2. The Matlab/Octave version follows a framework approach. Roughly speaking, it works a little like a prefabricated building that is delivered as a black box with a construction team. You can customize some aspects (here: the grid size, laser fields etc.), but the general outline is fixed. If you want to implement a use-case that was not envisioned by the code creators, this is generally doable, but becomes complex pretty quickly.

There were some more ideas, for example the C++11 standard, or the idea of doing test-driven development with Wavepacket, but that was the main driver for trying to get another project running. Over time, most reasons have vanished, for example, version 7 of the Matlab version will run (mostly?) under GNU Octave. And a lot of potential advantages turned out to be dead ends; for example, the C++ version supports density operators in a grid representation, but open systems are usually defined in terms of Hamiltonian eigenstates. However, there still remains the second issue: Non-standard use cases are difficult to do, even though they are rather rare. Two examples:

• You want to approximate a thermal density operator with a set of random thermal wave functions, propagate this set of wavefunctions in time and calculate expectation values by averaging over them (see, for example, https://doi.org/10.1063/1.4862739 and references therein).
• You want to propagate an open quantum system with memory effects. Several approaches, for example HEOM or Tannor's approaches (e.g. https://doi.org/10.1063/1.479669) store the memory of the bath in auxiliary density matrices that are coupled to the "real" density matrix. Your task, then, is to propagate this set of N+1 density matrices together in time.

Such use cases which typically appear in the context of open and thermal quantum systems, benefit from a different approach, the toolbox approach. Coming back to the house analogy, you would not get a house, but lots of standard components, say, window frames in all sizes, and all required tools, from which you build your own house. The drawback is that building a standard house is slightly more involved, but you can do custom designs without digging too deep into details. For a standard wavepacket propagation, you would get a lot of default components, like grids, operators etc., which you "only" need to plug together to represent your final differential equations.

This is the general approach taken by the C++ version. You get a propagator that encapsulates the concrete differential equation, and which you can apply to multiple random thermal wavefunctions without problems. Or you define a system of equations for your bath with memory and propagate multiple density operators in parallel.

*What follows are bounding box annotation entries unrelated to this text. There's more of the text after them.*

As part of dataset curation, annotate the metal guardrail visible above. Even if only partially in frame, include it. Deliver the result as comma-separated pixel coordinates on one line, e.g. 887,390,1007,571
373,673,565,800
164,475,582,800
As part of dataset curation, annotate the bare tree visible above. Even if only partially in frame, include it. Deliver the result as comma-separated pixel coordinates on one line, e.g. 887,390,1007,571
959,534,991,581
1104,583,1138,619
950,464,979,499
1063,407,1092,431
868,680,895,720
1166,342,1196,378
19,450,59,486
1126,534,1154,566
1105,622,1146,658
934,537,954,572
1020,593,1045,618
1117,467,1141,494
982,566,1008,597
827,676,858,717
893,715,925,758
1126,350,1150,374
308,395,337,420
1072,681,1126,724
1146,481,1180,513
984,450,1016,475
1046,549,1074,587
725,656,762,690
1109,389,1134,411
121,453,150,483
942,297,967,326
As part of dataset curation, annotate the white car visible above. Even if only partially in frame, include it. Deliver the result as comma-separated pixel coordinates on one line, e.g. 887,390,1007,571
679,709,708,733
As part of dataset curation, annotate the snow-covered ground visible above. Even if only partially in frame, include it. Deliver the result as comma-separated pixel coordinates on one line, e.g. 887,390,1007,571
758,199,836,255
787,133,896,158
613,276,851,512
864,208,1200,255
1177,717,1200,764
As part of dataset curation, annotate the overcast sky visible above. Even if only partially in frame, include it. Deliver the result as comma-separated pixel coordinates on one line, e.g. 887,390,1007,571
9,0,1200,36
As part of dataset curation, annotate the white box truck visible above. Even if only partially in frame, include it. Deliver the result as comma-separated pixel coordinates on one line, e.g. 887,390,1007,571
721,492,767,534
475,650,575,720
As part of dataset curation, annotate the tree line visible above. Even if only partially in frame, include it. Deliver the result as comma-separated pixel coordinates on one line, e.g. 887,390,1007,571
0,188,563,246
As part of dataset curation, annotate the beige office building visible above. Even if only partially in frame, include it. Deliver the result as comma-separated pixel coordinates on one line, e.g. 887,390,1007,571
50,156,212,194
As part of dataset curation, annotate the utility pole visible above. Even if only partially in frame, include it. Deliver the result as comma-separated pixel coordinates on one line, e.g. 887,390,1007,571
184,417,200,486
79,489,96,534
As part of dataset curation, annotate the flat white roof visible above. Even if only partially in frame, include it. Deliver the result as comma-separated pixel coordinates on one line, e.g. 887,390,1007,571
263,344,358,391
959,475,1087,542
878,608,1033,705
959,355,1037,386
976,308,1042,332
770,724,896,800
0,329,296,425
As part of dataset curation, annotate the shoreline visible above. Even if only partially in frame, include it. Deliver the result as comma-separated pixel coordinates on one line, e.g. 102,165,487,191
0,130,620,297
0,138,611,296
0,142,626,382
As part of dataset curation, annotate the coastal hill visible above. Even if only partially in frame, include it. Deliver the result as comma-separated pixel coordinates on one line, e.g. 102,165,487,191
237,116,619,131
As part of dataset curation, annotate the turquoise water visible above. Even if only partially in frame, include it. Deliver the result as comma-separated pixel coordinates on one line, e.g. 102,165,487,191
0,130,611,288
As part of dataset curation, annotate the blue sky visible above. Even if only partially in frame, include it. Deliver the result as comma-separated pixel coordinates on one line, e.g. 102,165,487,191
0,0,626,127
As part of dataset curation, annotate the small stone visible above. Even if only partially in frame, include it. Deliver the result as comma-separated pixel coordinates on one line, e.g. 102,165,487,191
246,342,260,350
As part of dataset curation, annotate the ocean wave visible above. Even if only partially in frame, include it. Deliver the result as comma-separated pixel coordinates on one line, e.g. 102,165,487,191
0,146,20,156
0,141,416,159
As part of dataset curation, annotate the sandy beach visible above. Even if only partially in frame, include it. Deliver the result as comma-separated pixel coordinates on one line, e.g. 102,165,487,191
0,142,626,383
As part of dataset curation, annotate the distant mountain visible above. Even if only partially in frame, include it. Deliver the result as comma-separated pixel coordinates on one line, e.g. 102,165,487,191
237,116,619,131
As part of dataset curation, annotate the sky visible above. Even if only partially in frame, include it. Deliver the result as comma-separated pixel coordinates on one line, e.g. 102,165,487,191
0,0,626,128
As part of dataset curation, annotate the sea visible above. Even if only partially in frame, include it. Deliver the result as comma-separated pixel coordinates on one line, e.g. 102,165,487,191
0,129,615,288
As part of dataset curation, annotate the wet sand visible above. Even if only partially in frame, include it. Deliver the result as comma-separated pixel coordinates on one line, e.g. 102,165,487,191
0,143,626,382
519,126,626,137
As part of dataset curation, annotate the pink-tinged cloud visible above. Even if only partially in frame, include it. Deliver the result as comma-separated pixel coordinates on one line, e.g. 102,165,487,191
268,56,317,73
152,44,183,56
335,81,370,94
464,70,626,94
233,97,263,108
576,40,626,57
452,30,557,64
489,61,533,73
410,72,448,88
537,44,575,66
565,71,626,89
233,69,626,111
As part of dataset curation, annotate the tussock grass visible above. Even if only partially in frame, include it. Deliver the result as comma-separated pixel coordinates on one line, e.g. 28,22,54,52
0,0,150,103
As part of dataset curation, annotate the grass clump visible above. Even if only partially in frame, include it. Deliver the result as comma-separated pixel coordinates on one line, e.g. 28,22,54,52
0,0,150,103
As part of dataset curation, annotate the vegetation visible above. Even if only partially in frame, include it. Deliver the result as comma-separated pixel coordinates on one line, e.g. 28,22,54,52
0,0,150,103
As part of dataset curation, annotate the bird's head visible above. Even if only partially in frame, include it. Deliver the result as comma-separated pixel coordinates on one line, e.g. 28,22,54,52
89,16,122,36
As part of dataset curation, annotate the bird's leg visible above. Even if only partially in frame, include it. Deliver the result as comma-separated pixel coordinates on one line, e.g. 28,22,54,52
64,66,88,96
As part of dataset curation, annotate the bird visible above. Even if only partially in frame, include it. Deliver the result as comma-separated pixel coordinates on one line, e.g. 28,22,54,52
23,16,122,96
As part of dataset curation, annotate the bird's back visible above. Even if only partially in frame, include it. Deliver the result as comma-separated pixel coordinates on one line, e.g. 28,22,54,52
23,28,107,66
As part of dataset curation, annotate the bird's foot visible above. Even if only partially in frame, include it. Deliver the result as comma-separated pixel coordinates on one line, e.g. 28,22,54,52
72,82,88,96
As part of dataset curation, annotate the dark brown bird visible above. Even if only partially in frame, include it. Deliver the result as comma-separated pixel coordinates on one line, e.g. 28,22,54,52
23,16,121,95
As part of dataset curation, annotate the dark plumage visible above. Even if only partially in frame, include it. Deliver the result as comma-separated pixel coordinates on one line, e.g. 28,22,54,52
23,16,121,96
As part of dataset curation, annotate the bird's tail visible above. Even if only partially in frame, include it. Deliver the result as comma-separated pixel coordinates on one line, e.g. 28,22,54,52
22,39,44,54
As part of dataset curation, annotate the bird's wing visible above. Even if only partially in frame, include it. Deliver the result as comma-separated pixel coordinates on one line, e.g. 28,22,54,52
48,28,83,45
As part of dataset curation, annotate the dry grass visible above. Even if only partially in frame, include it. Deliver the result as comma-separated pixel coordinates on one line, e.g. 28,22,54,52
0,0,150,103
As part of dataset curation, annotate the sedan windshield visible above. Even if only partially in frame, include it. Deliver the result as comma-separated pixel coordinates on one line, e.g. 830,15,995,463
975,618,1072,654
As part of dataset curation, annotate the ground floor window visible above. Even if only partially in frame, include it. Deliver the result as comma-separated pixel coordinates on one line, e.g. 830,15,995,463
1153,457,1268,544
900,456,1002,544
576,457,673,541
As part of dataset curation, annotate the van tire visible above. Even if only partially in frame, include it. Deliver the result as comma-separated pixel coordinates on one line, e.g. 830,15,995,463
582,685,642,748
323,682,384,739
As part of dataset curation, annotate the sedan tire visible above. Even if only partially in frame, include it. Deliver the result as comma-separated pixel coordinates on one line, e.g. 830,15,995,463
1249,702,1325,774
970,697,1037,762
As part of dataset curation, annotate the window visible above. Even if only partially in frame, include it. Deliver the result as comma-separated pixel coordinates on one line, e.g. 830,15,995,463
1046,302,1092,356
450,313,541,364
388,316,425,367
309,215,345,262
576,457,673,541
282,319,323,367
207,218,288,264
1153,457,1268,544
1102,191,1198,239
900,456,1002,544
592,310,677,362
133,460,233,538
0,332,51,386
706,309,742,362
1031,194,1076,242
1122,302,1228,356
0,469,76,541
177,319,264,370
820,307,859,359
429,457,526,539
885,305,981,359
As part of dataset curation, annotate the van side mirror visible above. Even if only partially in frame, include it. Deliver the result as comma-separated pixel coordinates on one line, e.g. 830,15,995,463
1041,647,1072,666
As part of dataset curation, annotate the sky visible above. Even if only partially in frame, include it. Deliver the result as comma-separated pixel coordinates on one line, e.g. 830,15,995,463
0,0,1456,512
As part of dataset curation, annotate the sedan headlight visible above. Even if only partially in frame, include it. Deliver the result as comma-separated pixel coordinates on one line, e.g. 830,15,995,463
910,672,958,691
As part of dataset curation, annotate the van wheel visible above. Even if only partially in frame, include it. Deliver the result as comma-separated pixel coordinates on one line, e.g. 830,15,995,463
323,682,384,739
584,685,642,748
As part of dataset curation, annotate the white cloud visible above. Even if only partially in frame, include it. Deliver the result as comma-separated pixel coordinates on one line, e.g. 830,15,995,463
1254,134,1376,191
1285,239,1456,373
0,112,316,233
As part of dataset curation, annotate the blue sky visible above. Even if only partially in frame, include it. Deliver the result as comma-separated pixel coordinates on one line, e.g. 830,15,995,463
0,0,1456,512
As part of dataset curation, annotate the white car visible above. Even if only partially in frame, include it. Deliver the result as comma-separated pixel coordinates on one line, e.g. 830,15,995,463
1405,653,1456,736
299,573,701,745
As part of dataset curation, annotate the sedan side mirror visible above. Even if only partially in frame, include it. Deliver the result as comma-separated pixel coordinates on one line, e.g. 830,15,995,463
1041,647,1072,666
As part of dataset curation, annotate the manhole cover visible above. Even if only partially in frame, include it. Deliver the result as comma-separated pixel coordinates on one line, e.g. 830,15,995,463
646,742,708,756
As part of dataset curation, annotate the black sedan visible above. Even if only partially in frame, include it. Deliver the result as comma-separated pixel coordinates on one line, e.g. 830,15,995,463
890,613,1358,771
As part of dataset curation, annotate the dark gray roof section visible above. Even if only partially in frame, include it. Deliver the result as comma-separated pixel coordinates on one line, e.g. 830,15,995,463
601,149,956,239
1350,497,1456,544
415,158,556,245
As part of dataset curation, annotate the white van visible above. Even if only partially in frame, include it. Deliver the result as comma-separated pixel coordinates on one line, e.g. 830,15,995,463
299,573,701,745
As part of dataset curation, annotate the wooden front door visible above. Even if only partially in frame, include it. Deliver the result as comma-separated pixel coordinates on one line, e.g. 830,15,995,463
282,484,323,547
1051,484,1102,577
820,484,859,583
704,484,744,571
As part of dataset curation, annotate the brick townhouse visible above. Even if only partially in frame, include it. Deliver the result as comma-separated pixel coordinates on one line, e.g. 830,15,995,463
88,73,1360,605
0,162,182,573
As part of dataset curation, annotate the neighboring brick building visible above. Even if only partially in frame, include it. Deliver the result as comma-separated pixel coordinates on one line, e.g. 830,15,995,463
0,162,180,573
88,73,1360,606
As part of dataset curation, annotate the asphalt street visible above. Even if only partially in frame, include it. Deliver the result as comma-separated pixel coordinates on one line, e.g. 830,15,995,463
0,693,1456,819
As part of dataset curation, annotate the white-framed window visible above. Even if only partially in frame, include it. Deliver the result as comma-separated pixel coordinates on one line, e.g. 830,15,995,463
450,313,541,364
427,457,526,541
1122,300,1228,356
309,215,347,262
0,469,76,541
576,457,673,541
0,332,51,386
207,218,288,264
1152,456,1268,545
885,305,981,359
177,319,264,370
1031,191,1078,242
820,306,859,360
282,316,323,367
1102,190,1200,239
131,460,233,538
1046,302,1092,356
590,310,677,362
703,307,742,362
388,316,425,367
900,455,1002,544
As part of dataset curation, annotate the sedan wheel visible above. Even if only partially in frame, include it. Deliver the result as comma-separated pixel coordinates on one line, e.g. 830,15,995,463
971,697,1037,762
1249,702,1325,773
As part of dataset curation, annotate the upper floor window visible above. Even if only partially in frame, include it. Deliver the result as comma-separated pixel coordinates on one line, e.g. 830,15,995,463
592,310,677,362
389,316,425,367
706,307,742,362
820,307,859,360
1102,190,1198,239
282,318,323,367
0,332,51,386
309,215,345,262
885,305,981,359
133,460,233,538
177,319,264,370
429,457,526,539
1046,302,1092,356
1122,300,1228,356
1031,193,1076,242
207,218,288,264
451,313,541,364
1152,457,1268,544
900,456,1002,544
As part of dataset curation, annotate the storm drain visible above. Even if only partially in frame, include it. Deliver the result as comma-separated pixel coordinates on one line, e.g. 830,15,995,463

However, this flexibility comes with a cost: Certain things are more cumbersome to implement than in the Matlab/Octave version's framework approach, for example the split-operator method, which is why these are less supported in the C++ version compared to the Matlab/Octave version.

Put together, this hopefully explains the suggestion from the short comparison: If in doubt, use the Matlab/Octave version, it will get you very far with a rather low entry barrier. If you want to do one of these special things that do not fit into the "setup(); propagate(); finish()" scheme, seriously consider the C++/Python version.